The main clinical features of pneumonia in the elderly are:
- insufficient expression of physical symptoms and radiological manifestations of pneumonia;
- frequent absence of acute onset and pain syndrome;
- significant shortness of breath;
- frequent disturbances of the functional state of the central nervous system (confusion, lethargy, disorientation in time, persons, place); often these symptoms are regarded as acute cerebrovascular accidents;
- significant deterioration in the general condition and decrease in the patient’s physical activity;
- exacerbation and decompensation of various concomitant diseases, primarily diabetes mellitus, circulatory failure of any genesis, etc.;
- protracted course of pneumonia, prolonged resorption of inflammatory infiltrate in the lungs;
- prolonged subfebrile body temperature against the background of mild clinical symptoms of pneumonia.
Areactive pneumonia
This clinical variant is observed in old age, as well as in people with severe diseases of the cardiovascular system, liver, kidneys, and severe exhaustion. Areactive pneumonia is characterized by a non-acute, gradual onset, a slight increase in temperature, pronounced general weakness, anorexia, shortness of breath, and low blood pressure. Physical signs of pneumonia and laboratory manifestations of the inflammatory process are not clearly expressed.

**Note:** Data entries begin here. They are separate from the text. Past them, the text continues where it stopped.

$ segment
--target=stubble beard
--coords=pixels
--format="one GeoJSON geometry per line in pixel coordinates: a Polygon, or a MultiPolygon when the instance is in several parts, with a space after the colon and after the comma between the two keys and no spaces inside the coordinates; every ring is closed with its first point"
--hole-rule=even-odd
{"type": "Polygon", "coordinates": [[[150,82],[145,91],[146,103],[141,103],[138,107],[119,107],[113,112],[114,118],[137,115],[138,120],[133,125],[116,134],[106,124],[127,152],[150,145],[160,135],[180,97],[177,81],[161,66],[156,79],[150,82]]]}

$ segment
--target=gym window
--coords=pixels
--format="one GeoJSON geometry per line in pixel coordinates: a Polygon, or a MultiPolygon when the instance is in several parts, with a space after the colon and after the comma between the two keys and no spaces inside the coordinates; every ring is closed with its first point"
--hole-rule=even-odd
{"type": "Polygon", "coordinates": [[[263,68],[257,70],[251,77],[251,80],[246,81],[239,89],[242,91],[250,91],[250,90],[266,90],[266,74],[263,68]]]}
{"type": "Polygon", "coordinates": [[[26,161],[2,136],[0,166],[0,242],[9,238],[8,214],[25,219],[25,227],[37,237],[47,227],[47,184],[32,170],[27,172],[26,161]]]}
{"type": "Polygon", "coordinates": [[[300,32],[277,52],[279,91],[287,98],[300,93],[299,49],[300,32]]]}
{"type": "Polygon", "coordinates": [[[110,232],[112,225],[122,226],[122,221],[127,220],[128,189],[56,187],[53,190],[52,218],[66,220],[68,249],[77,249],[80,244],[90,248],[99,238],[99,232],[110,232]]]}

The diagnosis is finally clarified using an X-ray examination that reveals a focus of inflammatory infiltration in the lung tissue.
Aspiration pneumonia
Aspiration pneumonia occurs in people who are unconscious (alcohol intoxication, coma, stroke, anesthesia). In this case, food particles, vomit, foreign bodies, and nasopharyngeal microflora enter the lower respiratory tract. The disease begins with a reflex bronchospasm, a very strong, hacking cough, during which the patient's face turns blue, then within 24 hours, symptoms of bronchopneumonia and severe intoxication appear. Aspiration pneumonia is often complicated by a lung abscess.